El verano del 95 en la ciudad de Mostar
tuvo más de tres meses: no había escuela para terminarlo. Por eso montaron a
los niños en un autobús en Ulica
maršala Tita. Como despedida desde el monte los
morteros saludaron con su eco de muerte. Puedo contarlo. Estaba allí. Un niño marcha
de la ciudad donde su familia queda y es
la explosión la que le dice adiós, ¿qué miedo acompañará el resto de sus
viajes?
Dos kilómetros después el autobús tuvo
que parar porque llevaba el escudo equivocado en la matrícula. Los niños
bajaron a la espera del transporte correcto. Mientras los chetniks serbios dispararon sus granadas de
despedida. Un soldado azul me dijo que no los invitaba a entrar en el refugio
porque igual se asustaban más. Puedo contarlo. Estaba allí.

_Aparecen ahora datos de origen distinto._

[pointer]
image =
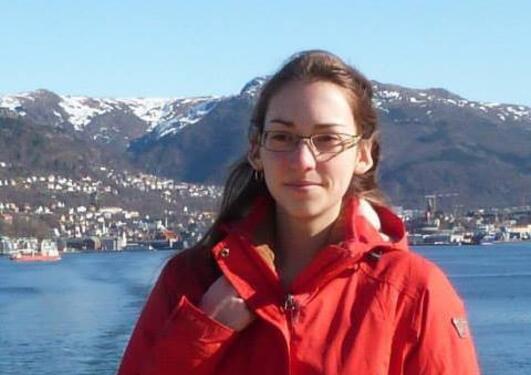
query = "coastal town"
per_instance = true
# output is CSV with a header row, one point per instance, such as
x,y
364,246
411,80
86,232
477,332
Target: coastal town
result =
x,y
76,215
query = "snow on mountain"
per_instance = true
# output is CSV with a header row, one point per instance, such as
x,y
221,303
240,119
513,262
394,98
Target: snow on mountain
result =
x,y
162,115
253,87
181,114
386,95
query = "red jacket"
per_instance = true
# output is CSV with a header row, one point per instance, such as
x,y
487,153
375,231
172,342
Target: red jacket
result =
x,y
363,306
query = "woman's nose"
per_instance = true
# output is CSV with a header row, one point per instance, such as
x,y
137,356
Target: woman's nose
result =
x,y
303,155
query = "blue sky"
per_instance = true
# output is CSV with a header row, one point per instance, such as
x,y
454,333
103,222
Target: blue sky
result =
x,y
480,50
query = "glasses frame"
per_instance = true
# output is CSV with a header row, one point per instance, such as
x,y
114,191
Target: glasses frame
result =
x,y
351,141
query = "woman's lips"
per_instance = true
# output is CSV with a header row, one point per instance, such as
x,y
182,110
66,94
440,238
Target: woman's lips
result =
x,y
302,186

Los niños de Mostar desayunaban miedo.
Tres horas hasta el puerto de Split y
los niños subieron a un barco rumbo a Ancona.
Después vomité el desgarro y me
emborraché con rabia.
Mi padre subió a los tres años a El
Habana en el verano del 37 en Bilbao huyendo de las bombas de la legión Condor
nazi. El padre de mi padre recorría unas semanas antes las calles vacías de
Gernika, donde había crecido, arrasada por el fuego de las bombas.
No puedo ver subir un niño a un barco.